As time goes by, I am increasingly convinced that board game theme is very similar to the reverie one enters during a film. As long as the film’s world convinces us, on a simplistic subconscious level, that it is believable, we allow ourselves to be transported into it. At no point do we rationally believe we are in a fantasy land; our reality testing remains in tact. Break us from the spell and we know we are just watching a film. But when we are in its grip we are emotionally in another place. That’s why when a really great film stops, it feels like a return to a different life.
This is almost never because the film is actually realistic. A surreal fantasy can just as easily transport us into its world as a gritty drama. Supposedly gritty dramas can sometimes have the more unlikely portrayals of human nature and even more improbable plotlines. What really matters is suspension of disbelief: As long as the world presented is internally consistent and presents something we feel to be true about people, we can suspend our disbelief enough to travel there.
I believe that when we play a well-themed game, we experience something of that transport. It’s challenging for a tabletop game to ever be as immersive as a film or a video game because the tools for doing so – any kind of sound or visual imaginable and a consistently driving narrative – are not as wide ranging and powerful. But I know that every time I play Rails of the Eastern US, a bit of me is actually in 19th century America, building lines across the prairie in a race for Chicago. Indeed, if this didn’t happen, I don’t think RPGs could actually work. A certain degree of collective illusion is critical to make them work.
But because there is no internal logic to either Golem or Spice Road and the attempt to world build is so limited, I would argue that these games may as well not be themed at all. They are essentially abstracts.

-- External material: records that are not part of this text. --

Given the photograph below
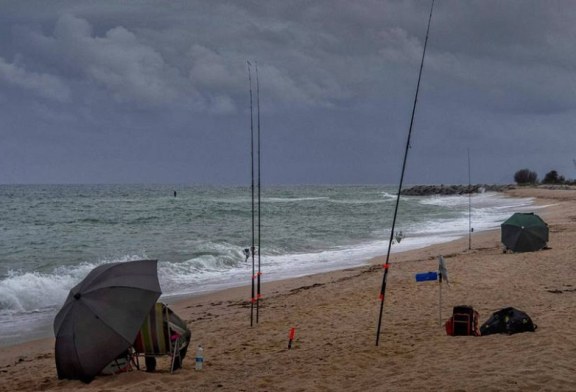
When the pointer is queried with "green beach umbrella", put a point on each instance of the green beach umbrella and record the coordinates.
(524, 232)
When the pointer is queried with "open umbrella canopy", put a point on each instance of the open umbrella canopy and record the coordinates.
(524, 232)
(102, 315)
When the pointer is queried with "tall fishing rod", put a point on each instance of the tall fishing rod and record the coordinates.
(387, 263)
(258, 293)
(469, 205)
(252, 189)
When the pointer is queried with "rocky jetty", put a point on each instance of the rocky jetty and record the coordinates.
(428, 190)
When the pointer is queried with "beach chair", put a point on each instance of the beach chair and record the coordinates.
(162, 334)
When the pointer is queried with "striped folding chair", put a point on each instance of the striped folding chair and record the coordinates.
(162, 334)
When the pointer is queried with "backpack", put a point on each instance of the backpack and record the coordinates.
(464, 322)
(508, 320)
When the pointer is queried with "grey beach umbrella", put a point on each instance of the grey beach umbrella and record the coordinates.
(102, 315)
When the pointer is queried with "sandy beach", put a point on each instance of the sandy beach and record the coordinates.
(335, 315)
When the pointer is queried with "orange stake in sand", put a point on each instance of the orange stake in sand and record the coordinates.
(291, 336)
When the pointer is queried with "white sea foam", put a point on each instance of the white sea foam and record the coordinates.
(29, 300)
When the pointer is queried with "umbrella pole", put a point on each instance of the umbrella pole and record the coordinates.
(386, 265)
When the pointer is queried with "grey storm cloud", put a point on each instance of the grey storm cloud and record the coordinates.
(148, 91)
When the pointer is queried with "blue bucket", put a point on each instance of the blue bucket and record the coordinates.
(425, 276)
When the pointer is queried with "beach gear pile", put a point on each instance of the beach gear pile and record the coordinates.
(464, 322)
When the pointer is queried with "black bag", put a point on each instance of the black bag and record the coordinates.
(464, 321)
(508, 320)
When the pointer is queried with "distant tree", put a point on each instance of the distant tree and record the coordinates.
(552, 177)
(525, 176)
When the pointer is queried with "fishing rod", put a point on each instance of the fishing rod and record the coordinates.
(469, 205)
(387, 263)
(252, 189)
(258, 293)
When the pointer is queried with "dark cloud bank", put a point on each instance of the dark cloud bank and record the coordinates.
(157, 92)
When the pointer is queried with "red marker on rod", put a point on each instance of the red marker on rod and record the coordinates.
(291, 336)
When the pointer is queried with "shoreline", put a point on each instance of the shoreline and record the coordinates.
(334, 314)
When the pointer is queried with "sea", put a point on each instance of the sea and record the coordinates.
(53, 235)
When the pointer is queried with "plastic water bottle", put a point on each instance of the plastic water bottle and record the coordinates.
(199, 357)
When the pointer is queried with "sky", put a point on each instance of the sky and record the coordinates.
(142, 91)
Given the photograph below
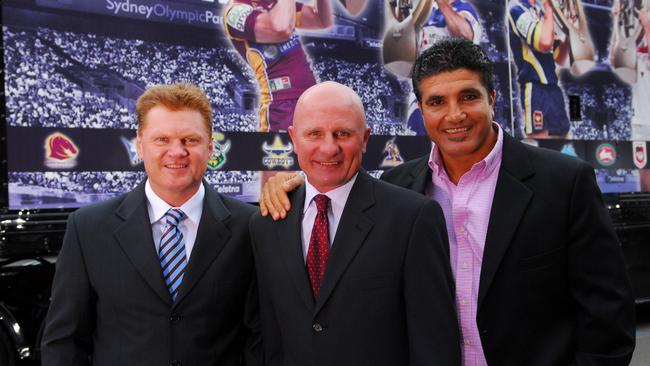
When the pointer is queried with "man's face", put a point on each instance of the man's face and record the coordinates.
(175, 147)
(329, 139)
(458, 111)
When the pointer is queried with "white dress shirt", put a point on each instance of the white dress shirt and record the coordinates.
(338, 197)
(193, 208)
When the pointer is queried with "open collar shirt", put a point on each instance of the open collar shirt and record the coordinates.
(467, 207)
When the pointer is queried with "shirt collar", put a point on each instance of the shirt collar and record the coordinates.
(157, 207)
(338, 196)
(485, 166)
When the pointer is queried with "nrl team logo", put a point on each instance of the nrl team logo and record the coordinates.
(640, 154)
(221, 146)
(393, 157)
(277, 154)
(60, 152)
(129, 145)
(606, 154)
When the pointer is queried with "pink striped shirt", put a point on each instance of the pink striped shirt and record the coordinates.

That isn’t necessarily a problem. Abstract games can be great. But to excel they must prioritise elegance and gameplay over everything. If they don’t, then they are just leaving potential theme on the table. And if these two titles are to compete against abstracts, for their elegant brilliance, they may not come-off too well.
The final word…
A very well engineered game that reliably produces some emotional highs and worthy of study in detail for its unusual engine building mechanics. But it’s hard to carry-in-your-head engines and total personality vacuum means it (and its predecessor) will probably never become true classics.